Hacker News new | ask | show | jobs
by jcranmer 789 days ago
Um... no. This is 100% completely and totally wrong.

x86-64 requires the hardware to support SSE2, which has native single-precision and double-precision instructions for floating-point (e.g., scalar multiply is MULSS and MULSD, respectively). Both the single precision and the double precision instructions will take the same time, except for DIVSS/DIVSD, where the 32-bit float version is slightly faster (about 2 cycles latency faster, and reciprocal throughput of 3 versus 5 per Agner's tables).

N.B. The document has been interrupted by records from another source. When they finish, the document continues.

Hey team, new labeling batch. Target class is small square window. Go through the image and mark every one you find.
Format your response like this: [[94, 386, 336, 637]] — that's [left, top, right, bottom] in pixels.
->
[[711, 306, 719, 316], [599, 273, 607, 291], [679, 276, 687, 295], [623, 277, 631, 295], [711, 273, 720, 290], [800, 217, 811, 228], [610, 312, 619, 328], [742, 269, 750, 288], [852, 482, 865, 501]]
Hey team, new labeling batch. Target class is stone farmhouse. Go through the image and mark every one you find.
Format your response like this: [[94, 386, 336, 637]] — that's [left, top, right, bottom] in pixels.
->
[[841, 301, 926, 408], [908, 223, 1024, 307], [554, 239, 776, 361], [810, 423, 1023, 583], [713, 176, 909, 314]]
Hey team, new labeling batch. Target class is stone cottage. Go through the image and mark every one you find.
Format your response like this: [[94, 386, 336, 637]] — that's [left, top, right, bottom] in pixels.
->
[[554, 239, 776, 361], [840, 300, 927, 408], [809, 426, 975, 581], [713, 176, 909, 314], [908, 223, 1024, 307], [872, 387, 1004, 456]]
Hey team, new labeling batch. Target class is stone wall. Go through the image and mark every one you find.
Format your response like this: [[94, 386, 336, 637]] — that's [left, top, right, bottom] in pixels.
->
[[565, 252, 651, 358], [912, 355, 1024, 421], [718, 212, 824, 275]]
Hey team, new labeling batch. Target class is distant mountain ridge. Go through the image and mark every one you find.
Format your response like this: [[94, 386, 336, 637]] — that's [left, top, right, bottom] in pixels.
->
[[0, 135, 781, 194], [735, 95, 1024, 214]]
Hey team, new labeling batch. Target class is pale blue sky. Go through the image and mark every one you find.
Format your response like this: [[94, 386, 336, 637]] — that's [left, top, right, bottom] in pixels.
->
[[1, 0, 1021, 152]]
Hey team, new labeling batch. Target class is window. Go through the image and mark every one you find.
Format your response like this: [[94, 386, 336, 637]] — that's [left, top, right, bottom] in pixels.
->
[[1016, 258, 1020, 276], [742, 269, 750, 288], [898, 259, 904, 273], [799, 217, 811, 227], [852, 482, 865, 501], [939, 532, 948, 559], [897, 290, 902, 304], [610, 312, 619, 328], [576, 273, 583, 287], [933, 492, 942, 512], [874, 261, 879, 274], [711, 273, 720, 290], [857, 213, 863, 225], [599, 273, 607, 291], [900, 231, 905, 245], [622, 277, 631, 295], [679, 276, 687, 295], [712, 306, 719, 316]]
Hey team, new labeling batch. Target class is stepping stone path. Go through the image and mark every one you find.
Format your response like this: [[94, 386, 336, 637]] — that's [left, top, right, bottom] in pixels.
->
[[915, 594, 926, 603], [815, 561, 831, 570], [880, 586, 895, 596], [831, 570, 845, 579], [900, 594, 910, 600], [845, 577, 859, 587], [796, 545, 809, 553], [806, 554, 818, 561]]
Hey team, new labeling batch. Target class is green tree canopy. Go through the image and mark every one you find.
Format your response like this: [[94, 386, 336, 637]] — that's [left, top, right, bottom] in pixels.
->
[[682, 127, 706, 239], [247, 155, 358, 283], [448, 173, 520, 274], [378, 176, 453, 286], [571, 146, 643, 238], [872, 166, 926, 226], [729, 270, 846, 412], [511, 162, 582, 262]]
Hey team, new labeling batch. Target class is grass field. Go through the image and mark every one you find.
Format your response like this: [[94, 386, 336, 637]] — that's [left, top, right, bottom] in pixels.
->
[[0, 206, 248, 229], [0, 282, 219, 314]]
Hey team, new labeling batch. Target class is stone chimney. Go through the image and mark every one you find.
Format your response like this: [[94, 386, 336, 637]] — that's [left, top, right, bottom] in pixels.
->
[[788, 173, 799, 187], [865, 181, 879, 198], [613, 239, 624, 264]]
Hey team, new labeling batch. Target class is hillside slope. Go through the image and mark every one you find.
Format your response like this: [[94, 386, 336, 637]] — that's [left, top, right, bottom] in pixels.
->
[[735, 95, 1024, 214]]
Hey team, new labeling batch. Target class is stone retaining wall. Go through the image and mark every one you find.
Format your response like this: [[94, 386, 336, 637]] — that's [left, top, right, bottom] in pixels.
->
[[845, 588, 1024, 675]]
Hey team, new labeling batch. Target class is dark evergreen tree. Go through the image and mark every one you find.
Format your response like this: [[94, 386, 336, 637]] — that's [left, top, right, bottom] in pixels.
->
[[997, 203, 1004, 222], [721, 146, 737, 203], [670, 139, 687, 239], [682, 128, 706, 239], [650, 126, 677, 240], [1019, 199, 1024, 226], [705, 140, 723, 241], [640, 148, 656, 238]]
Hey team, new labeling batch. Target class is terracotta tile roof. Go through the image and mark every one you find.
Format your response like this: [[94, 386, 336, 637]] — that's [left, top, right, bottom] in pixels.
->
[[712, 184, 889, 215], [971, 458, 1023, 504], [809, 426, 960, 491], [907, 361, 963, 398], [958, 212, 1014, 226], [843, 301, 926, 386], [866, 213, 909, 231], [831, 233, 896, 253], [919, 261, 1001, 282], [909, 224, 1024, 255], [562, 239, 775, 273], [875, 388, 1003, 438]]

You might be thinking of x87 floating-point units, where all arithmetic is done internally using 80-bit floating-point types. But all x86 chips in like the last 20 years have had SSE units--which are faster anyways. Even in the days when it was the major floating-point units, it wasn't any slower, since all floating-point operations took the same time independent of format. It might be slower if you insisted that code compilation strictly follow IEEE 754 rules, but the solution everybody did was to not do that and that's why things like Java's strictfp or C's FLT_EVAL_METHOD were born. Even in that case, however, 32-bit floats would likely be faster than 64-bit for the simple fact that 32-bit floats can safely be emulated in 80-bit without fear of double rounding but 64-bit floats cannot.

1 comments

I agree with you. It should take the same time when thinking more about it. I remember learning this in ~2016 and I did performance test on Skylake which confirmed (Windows VS2015). I think I remember that i only tested with addsd/addss. Definitely not x87. But as always, if the result can not be reproduced... I stand corrected until then.
I tried to reproduce it on Ivybridge (Windows VS20122) and failed (mulss and muldd) [0]. single and double precision takes the same time. I also found a behavior where the first batch of iterations takes more time regardless of precision. It is possible that this tricked me last time.

[0] https://gist.github.com/dosshell/495680f0f768ae84a106eb054f2...

Sorry for the confusion and spreading false information.